I have this problem in my book$$(\rho R')'+\lambda \rho R=0$$ with the solution that is finite for $\rho \to 0$ and $R(\rho=1)=0$. The book says "it can be shown that the eigenvalues are all positive, of the for $\lambda=\mu^2$.It doesn't show how. So here's my try

MY APPROACH

$\lambda = 0$: $(\rho R')'=0$ which gives $\rho R' = A$ which then gives $R'=\frac{A}{\rho}$ and therefore $R=A\ln{(\rho)}+B$ Now the natural logarithm goes to minus infinity when $\rho$ approaches $0$ and therefore we know $A=0$. Hence $R=B$. However, we also know that $R(\rho=1)=0$ and this tells us that $B=0$. Hence for $\lambda=0$ we only have trivial solutions.

$\lambda <0$: Suppose $\lambda=-\mu^2$, then we have $(\rho R')'-\mu^2\rho R=0$

However I don't know how to continue.

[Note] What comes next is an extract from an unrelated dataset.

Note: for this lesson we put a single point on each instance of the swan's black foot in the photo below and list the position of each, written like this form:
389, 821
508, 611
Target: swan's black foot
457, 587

Any idea on how to show that the eigenvalues are all positive?

Answer 1

Multiply by $R$ and integrate from $0$ to $1$: $$ 0=\int_0^1 ((\rho R')'R + \lambda \rho R^2) \, d\rho. $$ Now integrate the first term by parts: $$ \int_0^1 ((\rho R')'R \, d\rho = \left[ \rho R'R \right]_0^1 - \int_0^1 \rho R'^2 \, d\rho. $$ The first term vanishes if we assume that $R'$ is bounded as well, so $$ 0 = -\int_0^1 \rho R'^2 \, d\rho + \lambda \int_0^1 \rho R^2 \, d\rho. $$ Both integrals are strictly positive, so $\lambda$ must also be. This argument will work for any Sturm–Liouville problem, provided it is properly formulated.

Answer 2

One solution of Bessel's equation (without the right endpoint condition) is $$ R_{\lambda}(r)=\sum_{k=0}^{\infty}\lambda^k\frac{(-1)^k\rho^{2k}}{2^{2k}(k!)^2}. $$ A second linearly independent solution is obtained by variation of parameters, from which it can be shown that the second solution $S_{\lambda}$ is singular at $\rho=0$ because $R_{\lambda}(\rho)=1$ at $\rho=0$: $$ S_{\lambda}(\rho) = R_{\lambda}(\rho)\int\frac{1}{\rho R_{\lambda}(\rho)}d\rho. $$ So any eigenvalue of your problem satisfying the right endpoint equation is a solution of the power series equation $R_{\lambda}(1)=0$. Of course $\lambda$ must be real, and it is obvious from the form of the power series in $\lambda$ that $\lambda \ge 0$ must hold because all terms of the power series $R_{\lambda}(1)$ are positive for $\lambda$ real and negative. What also comes out of this argument is the fact that the eigenvalues have no finite point of accumulation because they are the zeros of an entire function.